Patch shuffle is non-deterministic

background_patch_shuffle uses a single permutation per image rather than averaging over multiple shuffles. The reported flip rate is therefore noisier than the other interventions.

No GroupDRO or reweighting baseline

We adopt one DRO-flavoured choice (model selection by worst-group accuracy) but don't train an actual GroupDRO model (Sagawa et al. 2019). Comparing standard ERM vs. GroupDRO on the same metrics would directly test whether our shortcut diagnosis can be mitigated.

Grad-CAM is only one saliency method

Different attribution methods (Integrated Gradients, SHAP, RISE) can disagree. Cross-checking the bias score with at least one other method would strengthen the saliency-based claims.

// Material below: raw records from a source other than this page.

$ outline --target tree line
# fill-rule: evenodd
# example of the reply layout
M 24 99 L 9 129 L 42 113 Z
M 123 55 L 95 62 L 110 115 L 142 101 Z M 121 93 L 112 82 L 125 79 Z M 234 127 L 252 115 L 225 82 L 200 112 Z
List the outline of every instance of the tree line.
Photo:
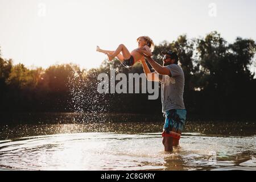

Class label semantics in the HF mirror

We follow the convention used by grodino/waterbirds (label 0 = landbird, label 1 = waterbird, place 0 = land, place 1 = water). If a different mirror reverses these, the subgroup names need to be re-verified before re-running.

Future work

  • Replace center-crop heuristic with the CUB segmentation masks where available.
  • Train a GroupDRO baseline and recompute every saliency / intervention metric.
  • Average background_patch_shuffle over N permutations.
  • Add a saliency-method comparison (Integrated Gradients vs. Grad-CAM vs. RISE).
  • Try a different backbone (ConvNeXt-Tiny or a small ViT) to test whether the shortcut is architecture-specific.